My next addition to my router table. I did it tonight. Still need to install the t tracks. This will mount across the back to the t tracks. Its a Micro adj fence.


----------



## windygorge (Feb 20, 2013)

Super cool raise and lower design


----------



## ChipperOfWood (Oct 18, 2012)

MissionIsMyMission said:


> You Might want to consider building this...
> 
> Router Lift
> 
> I did and it works GREAT!!!! Less than $20 bucks in materials


I have seen many lifts but I think this is among the best. I am on the cusp of building one myself because I am at present building a new cabinet for a new router.

I have a couple of concerns. One is whether or not the hole for the wrench to operate the lift might interfere with a fence.

How large is your table? Maybe I missed it but I didn't see it. What material is it?

Regarding your getting parts from Ace. My wife works for an Ace hardware and I get a discount. :thumbsup: So what parts did you get there. She was not aware of the rods or bearings but did admit that she doesn't know everything that comes in and goes out of the store.
I can understand the nuts and bolts etc. But the rods and bearings are of concern.

Lastly, I am wondering if the router motor were placed a bit higher if the bit might be changed from above the table eliminating the need for the hinged top. Or perhaps one of those angled wrenches might be the answer.

Bottom line is I like this alto.:thumbsup: Thanks.

Charlie


----------



## Al B Thayer (Dec 10, 2011)

MissionIsMyMission said:


> You Might want to consider building this...
> 
> Router Lift
> 
> I did and it works GREAT!!!! Less than $20 bucks in materials


I built that one. Love it. No reaching under. Easy bit change. Micro adjusts. 

Al

Friends don't let friends use stamped metal tools sold at clothing stores.


----------



## ChipperOfWood (Oct 18, 2012)

Al B Thayer said:


> I built that one. Love it. No reaching under. Easy bit change. Micro adjusts.
> 
> Al
> 
> Friends don't let friends use stamped metal tools sold at clothing stores.
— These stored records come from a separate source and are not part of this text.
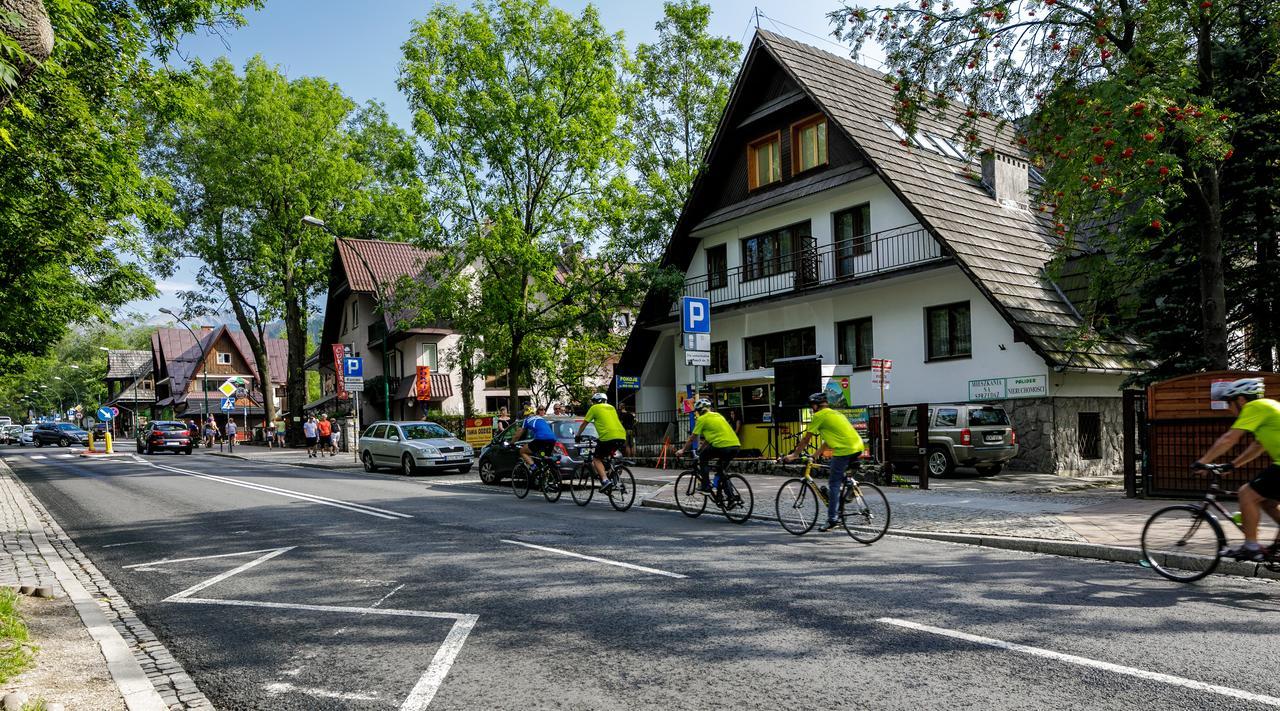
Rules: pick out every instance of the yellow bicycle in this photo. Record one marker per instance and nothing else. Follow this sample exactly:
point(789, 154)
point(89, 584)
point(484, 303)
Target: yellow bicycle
point(863, 510)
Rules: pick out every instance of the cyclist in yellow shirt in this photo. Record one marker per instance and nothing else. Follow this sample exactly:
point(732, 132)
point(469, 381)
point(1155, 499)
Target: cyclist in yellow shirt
point(720, 443)
point(835, 429)
point(612, 437)
point(1260, 416)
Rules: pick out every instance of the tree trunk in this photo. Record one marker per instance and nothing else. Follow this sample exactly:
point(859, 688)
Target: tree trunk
point(1211, 272)
point(35, 36)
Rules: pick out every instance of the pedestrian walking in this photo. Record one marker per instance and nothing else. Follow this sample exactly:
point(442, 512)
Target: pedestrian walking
point(309, 433)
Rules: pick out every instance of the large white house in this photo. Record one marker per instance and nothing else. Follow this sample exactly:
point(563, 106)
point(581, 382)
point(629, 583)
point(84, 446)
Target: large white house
point(819, 227)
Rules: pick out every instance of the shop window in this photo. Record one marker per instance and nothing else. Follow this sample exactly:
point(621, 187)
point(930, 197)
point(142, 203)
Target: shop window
point(763, 350)
point(1089, 434)
point(854, 342)
point(947, 331)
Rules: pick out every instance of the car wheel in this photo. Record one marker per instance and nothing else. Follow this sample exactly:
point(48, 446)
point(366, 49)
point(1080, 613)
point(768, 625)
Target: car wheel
point(940, 463)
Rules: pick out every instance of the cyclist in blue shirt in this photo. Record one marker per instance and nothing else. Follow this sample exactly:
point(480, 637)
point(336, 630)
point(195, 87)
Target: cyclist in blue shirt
point(543, 440)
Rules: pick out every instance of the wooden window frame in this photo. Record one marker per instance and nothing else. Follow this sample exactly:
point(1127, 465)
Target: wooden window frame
point(795, 142)
point(752, 164)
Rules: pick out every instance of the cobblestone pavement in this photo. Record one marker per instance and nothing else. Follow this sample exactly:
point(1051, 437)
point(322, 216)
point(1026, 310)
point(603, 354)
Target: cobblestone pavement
point(22, 564)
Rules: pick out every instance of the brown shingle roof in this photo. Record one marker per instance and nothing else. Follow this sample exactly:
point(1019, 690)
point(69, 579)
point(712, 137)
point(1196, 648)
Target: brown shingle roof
point(1002, 249)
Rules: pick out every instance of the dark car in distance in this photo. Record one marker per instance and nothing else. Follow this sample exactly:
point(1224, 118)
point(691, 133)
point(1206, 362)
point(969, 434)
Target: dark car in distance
point(63, 434)
point(164, 434)
point(498, 459)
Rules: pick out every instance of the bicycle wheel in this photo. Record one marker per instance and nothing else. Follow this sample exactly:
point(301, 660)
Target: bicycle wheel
point(736, 498)
point(624, 492)
point(796, 506)
point(1183, 543)
point(551, 483)
point(520, 479)
point(688, 498)
point(583, 484)
point(867, 514)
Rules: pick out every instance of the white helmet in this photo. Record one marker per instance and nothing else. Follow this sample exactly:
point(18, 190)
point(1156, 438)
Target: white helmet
point(1251, 387)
Beautiful job. I looks like you might have modified the original. Does yours ride on wood rails instead of the steel rods? Your cabinet appears to be all MDF. I am on the fence about that. I love MDF except for the dust. :thumbdown:

I am still trying to figure out how I might be able to change fits from above the top. However I may still do as you did and hinge it. What is your top made of?

Overall I like what you did. Nice job. :thumbsup::thumbsup:

Charlie:smile:


----------



## Al B Thayer (Dec 10, 2011)

ChipperOfWood said:


> Beautiful job. I looks like you might have modified the original. Does yours ride on wood rails instead of the steel rods? Your cabinet appears to be all MDF. I am on the fence about that. I love MDF except for the dust. :thumbdown:
> 
> I am still trying to figure out how I might be able to change fits from above the top. However I may still do as you did and hinge it. What is your top made of?
> 
> ...


Thanks for the kind words.
I did modify. My thinking was that the movement up and down did not require a bearing type slide. It needs to be tight and rigid. I think the method I used also has no slop and very rigid. Also requires no locking screws to hold it in place. I used 1/4" plate aluminum for the top. I anodized it and it's hard as a rock and slick. Aluminum alone would oxidize and leave black marks on the wood. If I had my first choice for a top it would be Corian. Since the router doesn't hang sagging is not a problem. I never intended to put a slot in it because I almost never use a miter gauge. With a top like this there are better ways to push the wood through than a miter gauge. If you build one, one of the best things about it is bit changes. Nothing makes it easier.

Friends don't let friends use stamped metal tools sold at clothing stores.


----------



## ChipperOfWood (Oct 18, 2012)

MissionIsMyMission said:


> You Might want to consider building this...
> 
> Router Lift
> 
> I did and it works GREAT!!!! Less than $20 bucks in materials


What did you get for $20. bucks? Just wondering which material you refer too. Makes no difference because I ordered the bronze bushings and steel rods today. I'll be starting the lift as soon as I complete the new cabinet.

Funny I missed the directions for this in the magazine. I take it. Thanks for the link. I am anxious.

Charlie


----------